You’ve probably seen it or experienced it: Nonverbal slights, insults or demeaning behaviors that target individuals from traditionally marginalized groups. And maybe it struck a chord and made you feel uncomfortable in a way you couldn’t fully comprehend in the moment. These exchanges are not unusual, and it’s only now that we are taking notice and understanding they are toxic and damaging over time. And they have a name—microaggressions.
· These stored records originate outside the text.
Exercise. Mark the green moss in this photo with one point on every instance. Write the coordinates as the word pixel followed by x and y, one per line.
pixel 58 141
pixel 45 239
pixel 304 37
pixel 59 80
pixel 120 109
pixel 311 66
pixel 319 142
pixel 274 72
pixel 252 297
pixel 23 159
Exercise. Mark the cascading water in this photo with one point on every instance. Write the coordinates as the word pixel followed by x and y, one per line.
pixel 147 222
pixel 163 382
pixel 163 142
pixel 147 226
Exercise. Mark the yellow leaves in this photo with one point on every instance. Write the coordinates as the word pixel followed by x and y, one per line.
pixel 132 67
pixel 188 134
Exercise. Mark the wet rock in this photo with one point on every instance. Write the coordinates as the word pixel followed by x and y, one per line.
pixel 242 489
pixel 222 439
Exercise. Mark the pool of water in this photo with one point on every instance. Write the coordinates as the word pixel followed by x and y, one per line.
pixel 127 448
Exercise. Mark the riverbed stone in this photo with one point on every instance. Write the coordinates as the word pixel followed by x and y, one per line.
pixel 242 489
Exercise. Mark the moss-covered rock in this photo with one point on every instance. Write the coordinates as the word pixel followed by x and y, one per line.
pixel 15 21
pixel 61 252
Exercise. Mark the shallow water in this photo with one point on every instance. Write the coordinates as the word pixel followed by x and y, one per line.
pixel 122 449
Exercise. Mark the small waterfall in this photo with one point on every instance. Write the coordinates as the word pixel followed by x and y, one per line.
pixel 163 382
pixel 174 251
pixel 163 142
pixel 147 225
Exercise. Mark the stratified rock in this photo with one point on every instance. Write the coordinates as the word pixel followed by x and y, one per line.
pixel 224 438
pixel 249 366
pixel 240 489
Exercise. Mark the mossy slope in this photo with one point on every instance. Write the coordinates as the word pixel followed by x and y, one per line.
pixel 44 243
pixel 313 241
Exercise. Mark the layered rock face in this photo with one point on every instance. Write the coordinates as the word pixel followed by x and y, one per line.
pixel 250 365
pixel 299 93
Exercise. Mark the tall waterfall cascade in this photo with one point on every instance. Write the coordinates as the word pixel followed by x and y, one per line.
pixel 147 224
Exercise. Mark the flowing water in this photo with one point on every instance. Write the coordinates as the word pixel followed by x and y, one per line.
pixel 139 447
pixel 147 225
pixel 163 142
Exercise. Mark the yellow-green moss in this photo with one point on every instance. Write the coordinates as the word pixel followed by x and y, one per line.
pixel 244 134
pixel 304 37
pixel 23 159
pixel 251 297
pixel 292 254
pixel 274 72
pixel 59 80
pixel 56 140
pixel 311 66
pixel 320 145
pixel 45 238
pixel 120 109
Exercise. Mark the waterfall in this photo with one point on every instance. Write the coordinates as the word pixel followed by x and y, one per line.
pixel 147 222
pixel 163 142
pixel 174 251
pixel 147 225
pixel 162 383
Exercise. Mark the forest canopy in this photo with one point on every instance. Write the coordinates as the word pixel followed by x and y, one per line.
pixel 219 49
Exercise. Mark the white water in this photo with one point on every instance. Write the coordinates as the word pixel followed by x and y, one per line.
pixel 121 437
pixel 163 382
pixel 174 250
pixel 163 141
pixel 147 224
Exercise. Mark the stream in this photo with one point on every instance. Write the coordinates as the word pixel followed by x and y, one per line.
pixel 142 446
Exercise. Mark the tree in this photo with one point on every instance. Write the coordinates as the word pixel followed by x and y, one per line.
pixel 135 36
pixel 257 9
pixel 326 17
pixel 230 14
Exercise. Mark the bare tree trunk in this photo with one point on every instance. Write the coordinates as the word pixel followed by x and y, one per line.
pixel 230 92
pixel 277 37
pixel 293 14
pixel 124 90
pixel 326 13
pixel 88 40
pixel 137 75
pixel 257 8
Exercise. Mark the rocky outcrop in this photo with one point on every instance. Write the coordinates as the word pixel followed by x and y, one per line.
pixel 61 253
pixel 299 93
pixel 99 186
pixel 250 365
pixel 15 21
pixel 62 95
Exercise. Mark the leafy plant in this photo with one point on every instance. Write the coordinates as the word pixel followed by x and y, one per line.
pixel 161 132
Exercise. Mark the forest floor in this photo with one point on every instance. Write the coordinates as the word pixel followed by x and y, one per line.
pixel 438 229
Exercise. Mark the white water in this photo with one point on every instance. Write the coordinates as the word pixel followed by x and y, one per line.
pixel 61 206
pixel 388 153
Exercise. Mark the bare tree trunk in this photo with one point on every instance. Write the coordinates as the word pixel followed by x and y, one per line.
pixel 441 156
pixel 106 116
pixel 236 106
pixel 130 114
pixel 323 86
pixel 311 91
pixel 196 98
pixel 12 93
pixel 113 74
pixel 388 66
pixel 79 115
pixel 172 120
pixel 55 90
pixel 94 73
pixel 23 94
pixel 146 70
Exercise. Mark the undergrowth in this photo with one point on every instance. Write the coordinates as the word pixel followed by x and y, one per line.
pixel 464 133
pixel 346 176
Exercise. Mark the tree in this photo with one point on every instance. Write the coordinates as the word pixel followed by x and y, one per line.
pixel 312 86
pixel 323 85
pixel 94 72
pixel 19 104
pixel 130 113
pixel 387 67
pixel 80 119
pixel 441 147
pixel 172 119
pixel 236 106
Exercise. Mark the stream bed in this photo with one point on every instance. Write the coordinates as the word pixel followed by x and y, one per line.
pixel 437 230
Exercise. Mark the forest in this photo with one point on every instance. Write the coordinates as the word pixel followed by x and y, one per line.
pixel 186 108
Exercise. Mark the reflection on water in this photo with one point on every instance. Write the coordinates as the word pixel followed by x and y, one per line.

While many of us can easily identify overt forms of discrimination in the workplace, microaggressions are often far more subtle and go unnoticed and unreported. As referenced in a Harvard Business Review article, studies indicate these actions, which are a type of bias, are “at least as harmful” as more overt forms of racism. To address these behaviors in the workplace culture, we need to understand them in greater depth.
What the research shows
Microaggressions may fly under the radar for those of us who don’t directly experience them, but they are a clear form of exclusion and discrimination—and they are more widespread than you may think. According to a study by Survey Monkey, “More than a quarter of Americans (26 percent) have definitely experienced a microaggression at work and another 22 percent are unsure. Thirty-six percent have witnessed one (with another 24 percent unsure).”